É uma “prioridade” do PSD para a juventude e “uma alavanca do nosso programa”. Paulo Rangel apresentou os quatro pilares de uma visão integrada para a juventude europeia, assente na formação, conhecimento, emprego e serviço à comunidade e criticou o PS por acusar falsamente o PSD de não ter ideias para a Europa.

O cabeça de lista do PSD participou, este domingo, numa iniciativa conjunta da JSD de Águeda, Anadia, Mealhada, Oliveira do Bairro e Vagos. Aos jovens social-democratas, Paulo Rangel elencou a estratégia do Partido para a juventude, em propostas a levar às próximas eleições europeias.

Do pacote de medidas para os jovens, faz parte o reforço do programa Erasmus+, “em que já aceitámos uma triplicação”, explicou, que permitirá a mais pessoas terem acesso àquele programa de formação. Este reforço permitirá abrir o programa Erasmus+ para aqueles que “não têm condições hoje” de o fazer. “Nós sabemos que as bolsas são baixas e que pessoas de recursos mais pequenos não conseguem complementar essas verbas”, lembrou.

Abrir a Europa a todos os jovens é o objetivo na base de uma segunda medida, o reforço do programa DiscoverEU, que entrega a todos os jovens que completem 18 anos um bilhete para que possam ter a experiência de um interrail pela Europa.
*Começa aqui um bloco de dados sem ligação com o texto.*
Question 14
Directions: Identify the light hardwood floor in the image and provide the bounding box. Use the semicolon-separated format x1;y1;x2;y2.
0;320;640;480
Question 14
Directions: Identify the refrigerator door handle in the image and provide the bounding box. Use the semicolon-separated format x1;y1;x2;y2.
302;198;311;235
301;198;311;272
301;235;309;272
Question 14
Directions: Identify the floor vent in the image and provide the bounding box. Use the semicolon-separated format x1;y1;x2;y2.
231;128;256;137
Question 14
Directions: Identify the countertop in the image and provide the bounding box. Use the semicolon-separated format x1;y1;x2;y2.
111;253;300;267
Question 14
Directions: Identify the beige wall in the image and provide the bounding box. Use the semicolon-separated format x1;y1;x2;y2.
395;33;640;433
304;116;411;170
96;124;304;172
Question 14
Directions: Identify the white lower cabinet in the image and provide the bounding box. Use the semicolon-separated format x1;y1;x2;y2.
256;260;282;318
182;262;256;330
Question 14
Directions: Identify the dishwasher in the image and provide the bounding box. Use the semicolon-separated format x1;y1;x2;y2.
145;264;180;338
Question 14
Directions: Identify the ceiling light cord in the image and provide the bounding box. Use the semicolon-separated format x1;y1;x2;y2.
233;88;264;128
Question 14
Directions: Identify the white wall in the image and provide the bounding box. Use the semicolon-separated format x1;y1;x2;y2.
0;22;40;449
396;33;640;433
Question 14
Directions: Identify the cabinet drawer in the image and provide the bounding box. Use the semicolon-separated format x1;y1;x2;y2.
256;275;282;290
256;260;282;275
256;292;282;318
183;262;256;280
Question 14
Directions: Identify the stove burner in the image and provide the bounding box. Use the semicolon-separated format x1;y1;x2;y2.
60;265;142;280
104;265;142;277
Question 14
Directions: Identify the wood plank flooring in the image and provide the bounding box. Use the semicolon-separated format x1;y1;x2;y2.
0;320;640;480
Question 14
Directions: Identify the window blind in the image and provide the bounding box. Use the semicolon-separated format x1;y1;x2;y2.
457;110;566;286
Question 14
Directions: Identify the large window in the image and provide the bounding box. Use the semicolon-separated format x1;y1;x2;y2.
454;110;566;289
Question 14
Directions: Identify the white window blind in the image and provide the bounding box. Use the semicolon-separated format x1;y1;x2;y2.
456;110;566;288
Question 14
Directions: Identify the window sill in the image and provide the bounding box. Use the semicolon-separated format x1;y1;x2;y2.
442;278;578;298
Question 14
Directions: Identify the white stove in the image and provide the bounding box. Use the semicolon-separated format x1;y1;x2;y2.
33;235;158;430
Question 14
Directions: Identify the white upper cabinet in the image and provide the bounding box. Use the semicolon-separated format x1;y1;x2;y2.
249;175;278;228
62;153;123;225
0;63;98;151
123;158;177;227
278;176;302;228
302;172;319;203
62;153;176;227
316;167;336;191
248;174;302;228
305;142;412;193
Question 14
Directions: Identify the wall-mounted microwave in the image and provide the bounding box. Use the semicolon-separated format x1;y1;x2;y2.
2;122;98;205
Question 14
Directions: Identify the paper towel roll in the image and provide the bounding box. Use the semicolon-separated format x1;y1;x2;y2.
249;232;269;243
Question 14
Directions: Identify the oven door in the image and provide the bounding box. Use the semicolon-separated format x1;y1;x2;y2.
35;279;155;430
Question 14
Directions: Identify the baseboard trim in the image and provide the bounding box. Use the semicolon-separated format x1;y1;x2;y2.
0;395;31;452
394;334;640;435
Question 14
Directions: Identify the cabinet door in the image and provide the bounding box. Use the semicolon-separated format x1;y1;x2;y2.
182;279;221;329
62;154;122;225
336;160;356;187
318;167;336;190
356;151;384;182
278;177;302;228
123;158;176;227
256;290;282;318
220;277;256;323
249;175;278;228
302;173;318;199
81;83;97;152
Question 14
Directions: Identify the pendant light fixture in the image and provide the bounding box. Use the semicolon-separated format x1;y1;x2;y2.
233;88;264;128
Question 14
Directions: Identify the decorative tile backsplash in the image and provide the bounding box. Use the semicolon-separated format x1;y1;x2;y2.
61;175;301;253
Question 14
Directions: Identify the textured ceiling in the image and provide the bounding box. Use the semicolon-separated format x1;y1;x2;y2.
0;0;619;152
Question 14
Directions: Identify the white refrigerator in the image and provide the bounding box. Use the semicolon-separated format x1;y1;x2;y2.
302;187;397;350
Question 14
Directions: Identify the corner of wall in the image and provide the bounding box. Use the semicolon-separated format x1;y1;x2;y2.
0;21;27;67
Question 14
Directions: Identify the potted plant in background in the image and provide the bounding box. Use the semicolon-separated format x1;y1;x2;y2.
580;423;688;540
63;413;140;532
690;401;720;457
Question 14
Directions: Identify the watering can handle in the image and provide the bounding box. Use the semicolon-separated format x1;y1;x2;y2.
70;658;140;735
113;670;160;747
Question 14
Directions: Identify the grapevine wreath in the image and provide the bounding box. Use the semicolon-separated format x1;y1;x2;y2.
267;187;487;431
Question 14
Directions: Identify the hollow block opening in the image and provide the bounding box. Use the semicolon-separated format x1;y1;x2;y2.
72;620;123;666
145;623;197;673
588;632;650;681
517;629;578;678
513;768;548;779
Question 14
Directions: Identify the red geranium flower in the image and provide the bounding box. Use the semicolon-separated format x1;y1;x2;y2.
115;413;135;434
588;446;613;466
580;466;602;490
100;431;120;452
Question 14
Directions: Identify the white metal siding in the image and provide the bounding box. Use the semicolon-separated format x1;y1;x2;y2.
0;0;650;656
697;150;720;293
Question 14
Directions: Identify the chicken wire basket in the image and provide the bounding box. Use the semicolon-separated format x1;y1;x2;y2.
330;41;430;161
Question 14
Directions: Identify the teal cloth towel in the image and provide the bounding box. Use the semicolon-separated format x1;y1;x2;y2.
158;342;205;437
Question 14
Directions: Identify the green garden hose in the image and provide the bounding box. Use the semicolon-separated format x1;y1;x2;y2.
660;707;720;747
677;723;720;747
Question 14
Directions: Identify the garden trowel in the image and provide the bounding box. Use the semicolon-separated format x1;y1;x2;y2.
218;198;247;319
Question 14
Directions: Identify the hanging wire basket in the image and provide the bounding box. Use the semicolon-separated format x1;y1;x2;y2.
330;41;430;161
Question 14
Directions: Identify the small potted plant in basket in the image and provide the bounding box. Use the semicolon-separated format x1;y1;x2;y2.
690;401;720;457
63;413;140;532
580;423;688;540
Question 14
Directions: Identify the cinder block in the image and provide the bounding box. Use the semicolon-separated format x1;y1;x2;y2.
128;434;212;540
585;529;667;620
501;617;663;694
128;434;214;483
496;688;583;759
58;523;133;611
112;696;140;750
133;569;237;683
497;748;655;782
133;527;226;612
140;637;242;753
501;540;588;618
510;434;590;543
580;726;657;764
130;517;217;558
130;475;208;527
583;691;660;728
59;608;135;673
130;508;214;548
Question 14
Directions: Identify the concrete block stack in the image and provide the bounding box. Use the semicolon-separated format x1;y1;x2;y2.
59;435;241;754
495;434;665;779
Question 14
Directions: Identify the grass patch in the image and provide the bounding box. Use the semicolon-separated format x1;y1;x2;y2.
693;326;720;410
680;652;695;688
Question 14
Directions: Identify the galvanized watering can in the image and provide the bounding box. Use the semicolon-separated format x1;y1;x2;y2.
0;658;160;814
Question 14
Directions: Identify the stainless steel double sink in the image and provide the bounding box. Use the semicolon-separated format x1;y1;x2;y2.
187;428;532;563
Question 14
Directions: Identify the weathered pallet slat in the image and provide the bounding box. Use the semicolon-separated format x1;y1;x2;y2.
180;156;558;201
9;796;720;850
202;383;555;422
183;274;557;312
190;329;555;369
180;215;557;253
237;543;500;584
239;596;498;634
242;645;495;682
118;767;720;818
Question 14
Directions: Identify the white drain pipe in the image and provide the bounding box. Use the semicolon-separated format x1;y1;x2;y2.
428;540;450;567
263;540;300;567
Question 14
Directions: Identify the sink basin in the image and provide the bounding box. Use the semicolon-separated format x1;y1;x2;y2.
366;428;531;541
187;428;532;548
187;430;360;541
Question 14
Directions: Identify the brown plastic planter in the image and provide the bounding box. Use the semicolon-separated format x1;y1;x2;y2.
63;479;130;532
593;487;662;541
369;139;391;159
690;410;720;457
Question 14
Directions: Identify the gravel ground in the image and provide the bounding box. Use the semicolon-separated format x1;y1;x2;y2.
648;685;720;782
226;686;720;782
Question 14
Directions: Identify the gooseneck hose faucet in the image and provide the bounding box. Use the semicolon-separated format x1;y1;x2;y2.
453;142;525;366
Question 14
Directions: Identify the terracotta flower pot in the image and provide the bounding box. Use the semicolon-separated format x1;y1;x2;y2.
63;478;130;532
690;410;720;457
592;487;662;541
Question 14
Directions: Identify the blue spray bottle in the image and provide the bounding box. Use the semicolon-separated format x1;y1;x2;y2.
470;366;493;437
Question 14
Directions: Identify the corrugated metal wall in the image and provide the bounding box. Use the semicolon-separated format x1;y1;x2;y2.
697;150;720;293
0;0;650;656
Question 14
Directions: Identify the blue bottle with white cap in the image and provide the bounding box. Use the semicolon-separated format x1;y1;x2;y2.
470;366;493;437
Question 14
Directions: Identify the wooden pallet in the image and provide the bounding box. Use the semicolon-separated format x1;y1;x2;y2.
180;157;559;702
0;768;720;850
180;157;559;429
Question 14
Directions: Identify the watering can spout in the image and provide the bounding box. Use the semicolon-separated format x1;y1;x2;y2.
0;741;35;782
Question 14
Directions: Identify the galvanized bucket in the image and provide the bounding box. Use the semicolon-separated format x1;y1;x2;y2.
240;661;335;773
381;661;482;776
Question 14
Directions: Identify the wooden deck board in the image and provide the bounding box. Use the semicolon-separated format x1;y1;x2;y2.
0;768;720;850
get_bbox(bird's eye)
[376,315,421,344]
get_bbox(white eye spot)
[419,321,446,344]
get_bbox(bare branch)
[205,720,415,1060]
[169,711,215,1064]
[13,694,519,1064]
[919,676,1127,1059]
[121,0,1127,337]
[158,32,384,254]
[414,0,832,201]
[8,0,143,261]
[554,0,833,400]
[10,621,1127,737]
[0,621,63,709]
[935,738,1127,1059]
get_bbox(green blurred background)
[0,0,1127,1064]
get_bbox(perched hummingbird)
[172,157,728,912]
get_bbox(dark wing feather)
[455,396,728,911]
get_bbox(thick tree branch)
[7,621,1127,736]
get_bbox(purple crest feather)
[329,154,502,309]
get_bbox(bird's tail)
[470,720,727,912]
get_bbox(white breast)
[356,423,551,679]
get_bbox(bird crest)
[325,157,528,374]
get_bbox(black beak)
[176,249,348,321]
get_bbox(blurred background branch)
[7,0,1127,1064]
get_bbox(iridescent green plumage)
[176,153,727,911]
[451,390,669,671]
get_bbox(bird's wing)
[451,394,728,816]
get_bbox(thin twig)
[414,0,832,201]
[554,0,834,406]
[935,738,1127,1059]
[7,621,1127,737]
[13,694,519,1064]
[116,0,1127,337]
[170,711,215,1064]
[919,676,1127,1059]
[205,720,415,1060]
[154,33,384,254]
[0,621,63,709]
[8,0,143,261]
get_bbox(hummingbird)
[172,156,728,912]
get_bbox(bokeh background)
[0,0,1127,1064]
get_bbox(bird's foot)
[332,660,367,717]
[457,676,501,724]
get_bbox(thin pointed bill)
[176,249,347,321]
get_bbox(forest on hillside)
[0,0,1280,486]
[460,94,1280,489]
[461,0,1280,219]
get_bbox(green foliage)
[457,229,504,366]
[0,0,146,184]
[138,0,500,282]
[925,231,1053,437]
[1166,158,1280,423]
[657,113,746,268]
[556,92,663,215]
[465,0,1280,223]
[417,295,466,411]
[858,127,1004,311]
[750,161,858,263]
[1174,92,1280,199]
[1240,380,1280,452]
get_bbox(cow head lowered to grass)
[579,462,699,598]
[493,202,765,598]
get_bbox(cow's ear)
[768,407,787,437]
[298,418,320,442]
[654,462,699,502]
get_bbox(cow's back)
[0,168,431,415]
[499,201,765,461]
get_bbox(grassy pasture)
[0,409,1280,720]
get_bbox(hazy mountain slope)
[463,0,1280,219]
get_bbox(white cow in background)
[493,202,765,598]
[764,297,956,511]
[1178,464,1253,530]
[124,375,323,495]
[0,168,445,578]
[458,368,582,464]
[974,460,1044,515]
Como sublinhou Paulo Rangel, “é fundamental que muita gente que nunca viajou ou viajou pouco possa ter essa oportunidade única, quando faz 18 anos”, sendo este um programa “lançado pelo PPE e apoiado pelo PSD”.

Para responder ao problema do desemprego jovem elevado, que afeta vários países da comunidade, Paulo Rangel defendeu que é preciso “apostar maciçamente”  no programa EURES, “uma espécie de Erasmus para o primeiro emprego fora do país”, destinado a jovens até aos 35 anos. “Nós temos de ter uma proposta europeia para um problema comum que é o desemprego jovem” e “essa resposta é o programa EURES”, reiterou Paulo Rangel.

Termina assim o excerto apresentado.